How to resolve 502 response code in Scrapy request?

Question

I created a spider that scrapes data from Yelp by using Scrapy. All requests go through Crawlera proxy. Spider gets the URL to scrape from, sends a request, and scrapes the data. This worked fine up until the other day, when I started getting 502 None response. The 502 None response appears after execution of this line:

r = self.req_session.get(url, proxies=self.proxies, verify='../secret/crawlera-ca.crt').text

The traceback:

2020-11-04 14:27:55 [urllib3.connectionpool] DEBUG: https://www.yelp.com:443 "GET /biz/a-dog-in-motion-arcadia HTTP/1.1" 502 None

So, it seems that spider cannot reach the URL because the connection is closed.

I have checked 502 meaning in Scrapy and Crawlera documentation, and it refers to connection being refused, closed, domain unavailable and similar things. I have debugged the code related to where the issue is happening, and everything is up to date.
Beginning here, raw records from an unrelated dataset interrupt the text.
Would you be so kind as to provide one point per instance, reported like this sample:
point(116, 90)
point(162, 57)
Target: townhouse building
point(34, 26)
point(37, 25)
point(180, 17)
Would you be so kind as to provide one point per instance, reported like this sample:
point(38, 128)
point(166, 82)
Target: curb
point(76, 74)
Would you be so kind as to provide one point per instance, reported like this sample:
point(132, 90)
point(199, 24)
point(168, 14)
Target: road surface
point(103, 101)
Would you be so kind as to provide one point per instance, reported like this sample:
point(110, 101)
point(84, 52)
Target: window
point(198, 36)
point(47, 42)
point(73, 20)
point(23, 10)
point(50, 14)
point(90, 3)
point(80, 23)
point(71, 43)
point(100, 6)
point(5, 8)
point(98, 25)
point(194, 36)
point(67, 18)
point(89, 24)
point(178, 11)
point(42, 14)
If anyone has ideas or knowledge about this, would love to hear, as I am stuck. What could actually be the issue here?

NOTE: Yelp URLs work normally when I open them in browser.

Have you considered disabling cookies in both Scrapy and Crawlera? — Gallaecio, Nov 06 '20 at 17:53
That worked. I added some additional headers for Crawlera that I did not have before. Thank you. — fadingbeat, Nov 09 '20 at 09:06

xqzy · Answer 1 · 2020-11-08T01:25:51.043

1

The website sees that you are a "scraper" and not a human user, from the headers of your request.

You should send a different header with the request, so that the scraped website thinks you are browsing with a regular browser.

For more info, refer to the scrapy documentation.

edited Nov 08 '20 at 01:25

answered Nov 07 '20 at 20:33

xqzy

46
6

Indeed, this was the issue. I was sending out regular browser headers, but for some reason they stopped being enough. Adding these solved the problem: `DEFAULT_REQUEST_HEADERS = {` `"X-Crawlera-Profile": "desktop",` `"X-Crawlera-Cookies": "disable",` `}` – fadingbeat Nov 09 '20 at 09:08

score 0 · Answer 2 · answered Nov 05 '20 at 02:55

Some pages is not available for some countries, for this reason is recommended to use proxies. I tried to enter the url and the connection was successful.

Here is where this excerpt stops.